Мюллер остановился напротив него, послал им недоумённый взгляд, закинул руки за голову и рассмеялся:
– Браво, Оскар! Мои аплодисменты! Предстоящая работа, говоришь? Хм! В этом-то и состоит моя прямая обязанность как начальника гестапо наметить для вас её почерк! – прищурившись и сделав серьёзное лицо, заметил Мюллер. – Вы прекрасно слышите, мой друг, что происходит за пределами этого здания, где и вы, и я провели не один год службы. Старый мир рушится прямо на наших глазах, а новый ещё не оформился, рождается в полной непредсказуемости, что ждёт нас завтра, мы не знаем. Скорее всего, выжившие и уставшие от боёв люди отчаются и пожалеют, что уцелели. Вы слышали? По городу уже ядовитыми змеями поползли слухи, что на новой банкноте в 20 рейхсмарок жена фюрера будет изображена в лице крестьянки-молочницы, а сам фюрер совсем выжил из ума и с вожделением рассматривает разлагающиеся трупы молодых солдат. За такие измышления надо вешать на первом попавшемся дереве. Для устрашения болтунов и нечестивцев. Совсем страх потеряли! Забыли про гестапо? Даже фюрер признаёт, что с моей помощью национал-социалисты окончательно приручили армию, а это было, скажу я вам, непросто. Немцы любят, чтобы в рейхе был образцовый порядок, и я его поддержу. Любой ценой. К сожалению, а я не Бог, не фюрер и не герой. Я не могу исключить и тот вариант развития событий, что не пройдёт и полдня, как мои ребята ввяжутся с русскими в баталии прямо в здешних коридорах. Кто из нас окажется сильным, тот и будет прав. А кто ослабнет и сдастся на милость победителя, того ожидает расправа. Лично у меня нет никаких гарантий, а Оскар знает, что в своих предположениях папаша Мюллер редко когда здорово ошибается, что к вечеру мой рабочий кабинет не займёт русский чекист. От этого факта я не склоню голову в трауре. Наоборот. Я обрадуюсь этому. Получается, что 29 апреля стало моим, да и вашим, последним служебным днём. Порядок вещей в рейхе нарушился, да и всему на свете бывает конец. Уходя из этого здания громко, и что важно, непобеждёнными, но уверенными в себе, мы должны прямо сейчас выполнить то поручение, которое ждёт от нас фюрер. Выполнив его, мы все вместе станем держать оборону бункера. Нам терять нечего, кроме своих жизней. А жизнь мы успеем потерять всегда. В последние дни меня непрестанно одолевает ощущение упущенного времени, и я не хочу и дальше жить в мире иллюзий возможного. Практика – критерий истины. Понимаете свою задачу, вы оба?

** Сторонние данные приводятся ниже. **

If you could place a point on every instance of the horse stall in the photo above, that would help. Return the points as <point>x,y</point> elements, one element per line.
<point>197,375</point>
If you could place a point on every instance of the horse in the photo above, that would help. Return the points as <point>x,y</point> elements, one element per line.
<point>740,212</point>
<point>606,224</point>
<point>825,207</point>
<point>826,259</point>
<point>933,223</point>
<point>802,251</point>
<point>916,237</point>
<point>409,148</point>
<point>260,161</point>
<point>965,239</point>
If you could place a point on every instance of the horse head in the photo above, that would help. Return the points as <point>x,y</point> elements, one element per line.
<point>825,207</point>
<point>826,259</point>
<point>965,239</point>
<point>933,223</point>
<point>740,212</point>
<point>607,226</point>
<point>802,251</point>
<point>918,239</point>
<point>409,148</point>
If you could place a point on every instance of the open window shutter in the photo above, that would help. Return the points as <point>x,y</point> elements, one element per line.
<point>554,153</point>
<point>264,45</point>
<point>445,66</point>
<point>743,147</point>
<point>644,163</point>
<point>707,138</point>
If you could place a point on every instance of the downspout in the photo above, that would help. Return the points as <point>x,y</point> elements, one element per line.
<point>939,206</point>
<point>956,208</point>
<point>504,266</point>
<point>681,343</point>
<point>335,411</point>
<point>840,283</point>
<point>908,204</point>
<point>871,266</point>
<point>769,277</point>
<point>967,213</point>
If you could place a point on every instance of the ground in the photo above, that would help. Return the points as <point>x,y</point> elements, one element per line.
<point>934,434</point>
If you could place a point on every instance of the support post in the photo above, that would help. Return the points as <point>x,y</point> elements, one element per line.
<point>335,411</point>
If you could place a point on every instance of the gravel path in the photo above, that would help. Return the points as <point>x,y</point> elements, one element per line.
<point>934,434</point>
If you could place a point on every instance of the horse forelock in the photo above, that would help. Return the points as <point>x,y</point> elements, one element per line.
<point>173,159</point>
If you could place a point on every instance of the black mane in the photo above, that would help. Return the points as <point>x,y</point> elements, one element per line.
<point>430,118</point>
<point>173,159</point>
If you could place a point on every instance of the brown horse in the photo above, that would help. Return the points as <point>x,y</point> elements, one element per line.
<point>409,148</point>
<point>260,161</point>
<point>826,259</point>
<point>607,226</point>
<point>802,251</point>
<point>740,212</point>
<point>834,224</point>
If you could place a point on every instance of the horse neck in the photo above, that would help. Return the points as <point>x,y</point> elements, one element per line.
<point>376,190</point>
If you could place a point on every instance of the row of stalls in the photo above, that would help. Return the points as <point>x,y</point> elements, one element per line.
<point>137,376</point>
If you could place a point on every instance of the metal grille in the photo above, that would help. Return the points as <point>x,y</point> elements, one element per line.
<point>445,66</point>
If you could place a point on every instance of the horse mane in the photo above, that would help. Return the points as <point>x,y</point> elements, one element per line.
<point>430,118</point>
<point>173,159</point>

– Вам лучше знать, группенфюрер, что нужно сделать! – вытянувшись перед шефом в струнку, ответил Стрелитц. – Мы ваши подчинённые. Вам как начальнику виднее. Мы связаны с фюрером присягой, мы выполним любой ваш приказ.
– Я выполню то, группенфюрер, что вы прикажете. Я это сделаю легко. Мы вернёмся сюда, когда отобьём гестапо у русских и я снова окажусь подле вас, чтобы беспрекословно служить возрождению рейха из пепла! – добавил Зигфрид. Он и сам не ожидал, что способен произносить такие слова.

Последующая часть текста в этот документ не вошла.